Iran droht Israel mit Vergeltung

von Redaktion

VON M. SCHMITT & A. BÄNSCH

Teheran/Damaskus – Am Montag waren bei einem Luftangriff auf das iranische Botschaftsgelände in der syrischen Hauptstadt Damaskus zwei Brigadegeneräle und fünf weitere Mitglieder der mächtigen iranischen Revolutionsgarden (IRGC) getötet worden. Die 1979 gegründeten IRGC sind Irans Elitestreitmacht, die einen möglichen Sturz des Regimes verhindern und die Staatsideologie schützen soll. Bei den Generälen handelte es sich um Mohammed-Resa Sahedi und seinen Stellvertreter Mohammed Hadi Hadschi Rahimi.

Für den Iran gibt es keine Zweifel, dass Israel verantwortlich ist. „Das boshafte Regime wird durch unsere tapferen Männer bestraft werden. Wir werden dafür sorgen, dass sie dieses und ähnliche Verbrechen bereuen, so Gott will“, sagte Staatsoberhaupt Ajatollah Ali Chamenei am Dienstag. Religionsführer Chamenei ist der mächtigste Mann im Iran und zugleich Oberbefehlshaber der Streitkräfte. Auch Irans Präsident Ebrahim Raisi drohte Israel mit Konsequenzen und bezeichnete den Angriff als „terroristisches Verbrechen“. Ein israelischer Militärsprecher sagte, man kommentiere keine Berichte in ausländischen Medien.

Wie und wann Irans Staatsmacht reagiert, ist völlig offen. Beobachter gehen davon aus, dass eine militärische Aktion der eigenen Streitkräfte erfolgen wird und nicht über eine der mit dem Iran verbündeten Milizen. So könnte Teheran israelische Ziele in der Region attackieren. Dass Irans Revolutionsgarden Israel direkt angreifen und damit einen regionalen Krieg riskieren, gilt als äußerst unwahrscheinlich.

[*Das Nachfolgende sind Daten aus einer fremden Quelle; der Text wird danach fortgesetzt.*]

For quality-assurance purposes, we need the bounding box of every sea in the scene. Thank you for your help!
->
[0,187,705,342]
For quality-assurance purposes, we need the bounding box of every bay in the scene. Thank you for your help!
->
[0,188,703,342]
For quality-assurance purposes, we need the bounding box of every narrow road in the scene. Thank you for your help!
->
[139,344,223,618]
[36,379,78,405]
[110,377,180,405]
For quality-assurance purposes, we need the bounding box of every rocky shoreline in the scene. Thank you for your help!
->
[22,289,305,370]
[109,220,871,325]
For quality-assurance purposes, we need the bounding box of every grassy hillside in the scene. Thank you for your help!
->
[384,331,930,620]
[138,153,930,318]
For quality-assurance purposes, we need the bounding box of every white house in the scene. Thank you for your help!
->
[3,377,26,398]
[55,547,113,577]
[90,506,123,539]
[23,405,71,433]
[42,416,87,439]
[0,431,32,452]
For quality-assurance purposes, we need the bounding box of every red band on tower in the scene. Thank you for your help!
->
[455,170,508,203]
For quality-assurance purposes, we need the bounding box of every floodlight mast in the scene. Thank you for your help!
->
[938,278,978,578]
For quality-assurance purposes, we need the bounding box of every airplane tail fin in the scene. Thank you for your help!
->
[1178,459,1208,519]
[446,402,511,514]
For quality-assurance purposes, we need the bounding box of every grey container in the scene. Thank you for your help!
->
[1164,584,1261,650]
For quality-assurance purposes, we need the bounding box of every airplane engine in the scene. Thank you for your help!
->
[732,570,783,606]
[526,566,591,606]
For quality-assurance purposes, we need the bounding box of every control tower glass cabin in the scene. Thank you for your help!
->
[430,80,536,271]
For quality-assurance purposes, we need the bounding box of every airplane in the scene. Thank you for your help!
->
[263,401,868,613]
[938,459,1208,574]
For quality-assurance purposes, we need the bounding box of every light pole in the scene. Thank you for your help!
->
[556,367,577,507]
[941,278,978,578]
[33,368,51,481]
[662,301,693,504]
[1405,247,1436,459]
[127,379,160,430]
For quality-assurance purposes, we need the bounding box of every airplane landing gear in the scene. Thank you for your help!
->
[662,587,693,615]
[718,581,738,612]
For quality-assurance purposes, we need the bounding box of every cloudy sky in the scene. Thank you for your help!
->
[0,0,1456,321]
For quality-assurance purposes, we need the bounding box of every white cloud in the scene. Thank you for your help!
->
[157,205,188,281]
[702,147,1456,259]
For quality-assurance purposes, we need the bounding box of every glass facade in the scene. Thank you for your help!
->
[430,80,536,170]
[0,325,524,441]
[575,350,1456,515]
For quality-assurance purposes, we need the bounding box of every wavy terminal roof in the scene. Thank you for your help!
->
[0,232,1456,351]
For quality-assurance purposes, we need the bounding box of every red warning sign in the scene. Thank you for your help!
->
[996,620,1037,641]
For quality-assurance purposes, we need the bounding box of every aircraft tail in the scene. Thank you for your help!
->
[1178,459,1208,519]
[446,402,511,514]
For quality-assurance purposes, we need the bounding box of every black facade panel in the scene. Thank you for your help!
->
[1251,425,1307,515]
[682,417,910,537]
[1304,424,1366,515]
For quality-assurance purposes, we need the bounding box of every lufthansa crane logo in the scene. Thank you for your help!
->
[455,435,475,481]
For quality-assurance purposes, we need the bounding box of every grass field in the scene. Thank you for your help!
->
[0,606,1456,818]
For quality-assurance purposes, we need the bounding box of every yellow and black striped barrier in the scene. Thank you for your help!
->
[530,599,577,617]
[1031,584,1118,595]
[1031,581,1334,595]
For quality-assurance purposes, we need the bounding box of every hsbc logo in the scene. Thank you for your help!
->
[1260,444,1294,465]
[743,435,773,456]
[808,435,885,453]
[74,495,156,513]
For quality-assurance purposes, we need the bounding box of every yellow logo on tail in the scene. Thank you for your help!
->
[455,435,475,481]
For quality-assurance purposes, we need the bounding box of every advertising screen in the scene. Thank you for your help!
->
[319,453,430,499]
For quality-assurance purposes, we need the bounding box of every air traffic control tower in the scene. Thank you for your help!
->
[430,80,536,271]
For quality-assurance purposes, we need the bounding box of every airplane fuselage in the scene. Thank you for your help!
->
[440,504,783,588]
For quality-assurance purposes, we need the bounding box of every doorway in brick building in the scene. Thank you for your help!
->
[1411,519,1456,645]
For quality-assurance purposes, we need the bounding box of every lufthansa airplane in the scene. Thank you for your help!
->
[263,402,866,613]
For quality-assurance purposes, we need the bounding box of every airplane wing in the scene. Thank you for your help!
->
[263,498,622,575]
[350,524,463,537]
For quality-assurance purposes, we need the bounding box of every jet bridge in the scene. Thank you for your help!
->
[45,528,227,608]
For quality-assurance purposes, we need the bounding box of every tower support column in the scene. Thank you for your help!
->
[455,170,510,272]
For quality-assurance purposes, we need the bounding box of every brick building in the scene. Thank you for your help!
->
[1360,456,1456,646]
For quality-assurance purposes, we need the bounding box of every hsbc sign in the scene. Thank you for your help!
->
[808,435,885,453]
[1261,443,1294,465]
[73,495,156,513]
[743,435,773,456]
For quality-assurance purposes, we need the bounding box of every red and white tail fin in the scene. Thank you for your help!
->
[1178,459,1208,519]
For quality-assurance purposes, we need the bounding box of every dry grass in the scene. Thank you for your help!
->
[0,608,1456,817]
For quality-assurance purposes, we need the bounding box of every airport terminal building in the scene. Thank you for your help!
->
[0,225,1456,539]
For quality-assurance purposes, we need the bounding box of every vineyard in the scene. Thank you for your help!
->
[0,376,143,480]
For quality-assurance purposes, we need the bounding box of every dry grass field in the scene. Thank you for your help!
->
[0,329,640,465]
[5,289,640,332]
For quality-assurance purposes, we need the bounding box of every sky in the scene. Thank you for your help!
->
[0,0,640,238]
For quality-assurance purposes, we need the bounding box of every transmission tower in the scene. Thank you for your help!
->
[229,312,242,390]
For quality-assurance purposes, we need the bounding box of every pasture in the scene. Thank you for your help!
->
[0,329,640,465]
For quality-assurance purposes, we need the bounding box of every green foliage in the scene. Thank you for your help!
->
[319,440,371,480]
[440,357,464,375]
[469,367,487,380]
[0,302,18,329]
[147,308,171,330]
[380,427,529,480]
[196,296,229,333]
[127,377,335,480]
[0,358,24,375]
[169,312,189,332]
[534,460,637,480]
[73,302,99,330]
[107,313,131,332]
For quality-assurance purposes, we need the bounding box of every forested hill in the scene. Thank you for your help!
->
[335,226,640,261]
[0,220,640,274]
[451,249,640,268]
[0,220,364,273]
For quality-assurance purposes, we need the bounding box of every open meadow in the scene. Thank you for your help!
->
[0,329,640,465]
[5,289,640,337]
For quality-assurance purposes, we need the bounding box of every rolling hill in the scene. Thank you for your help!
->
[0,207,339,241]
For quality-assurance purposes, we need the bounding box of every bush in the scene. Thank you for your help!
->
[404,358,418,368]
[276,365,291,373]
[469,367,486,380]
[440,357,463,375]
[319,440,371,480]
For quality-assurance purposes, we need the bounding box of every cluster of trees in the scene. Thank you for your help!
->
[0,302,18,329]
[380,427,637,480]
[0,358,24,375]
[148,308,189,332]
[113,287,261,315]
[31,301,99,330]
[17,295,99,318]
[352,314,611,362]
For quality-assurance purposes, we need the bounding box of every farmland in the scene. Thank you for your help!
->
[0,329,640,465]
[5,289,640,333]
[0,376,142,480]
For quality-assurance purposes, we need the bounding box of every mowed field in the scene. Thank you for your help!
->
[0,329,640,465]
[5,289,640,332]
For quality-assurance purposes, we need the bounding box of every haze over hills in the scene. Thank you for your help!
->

Mitte Januar hatte der Iran als Vergeltung für die Tötung eines hochrangigen IRGC-Offiziers Ende Dezember Raketen auf Ziele im Irak und Syrien abgefeuert. Dabei soll im Nordirak unter anderem ein Geschäftsmann getötet worden sein, dem laut iranischen Medien Verbindungen zu Israel unterstellt wurden. Die Raketen flogen damals rund 1200 Kilometer weit – in etwa die gleiche Entfernung, die Raketen vom Westen des Iran aus benötigen, um Tel Aviv oder Jerusalem zu erreichen. Auch diesmal könnte der Iran so seine Drohgebärde gegen Israel aufrechterhalten. Der Politikwissenschaftler Thomas Jäger sagte dem Sender NTV, möglich sei auch, dass der Iran US-Ziele in der Region ins Visier nehme.

Israels Luftwaffe bombardiert immer wieder Ziele im benachbarten Syrien und will damit verhindern, dass der Iran und mit ihm verbündete Milizen wie die libanesische Hisbollah ihren militärischen Einfluss im Land ausweiten.

Beobachter sehen in dem Angriff eine neue Qualität, da das Botschaftsgelände iranischen Boden repräsentiert. Das saudische Außenministerium erklärte am Dienstag, Angriffe auf diplomatische Einrichtungen stellten einen Verstoß gegen das internationale Recht und gegen diplomatische Immunität dar. Ägypten äußerte sich ähnlich. Das Golfemirat Katar nannte den Angriff einen „eklatanten Verstoß“ gegen internationale Abkommen und Konventionen.

Botschaften und Konsulate stehen im Völkerrecht unter besonderem Schutz. Die Wiener Konvention für diplomatische Beziehungen von 1961 sieht die Unverletzlichkeit der Räumlichkeiten einer diplomatischen Vertretung vor. Im aktuellen Fall muss Syrien als Empfangsland für die Sicherheit des Konsulats des Entsendestaats Iran sorgen. Was passiert, wenn ein Drittstaat die Immunität einer Botschaft verletzt, ist in der Wiener Konvention nicht explizit geregelt. UN-Generalsekretär António Guterres verurteilte am Dienstagabend den Angriff. Das „Prinzip der Unantastbarkeit“ von diplomatischen und konsularischen Einrichtungen müsse eingehalten werden. Guterres rief alle Beteiligten zu größtmöglicher Zurückhaltung auf.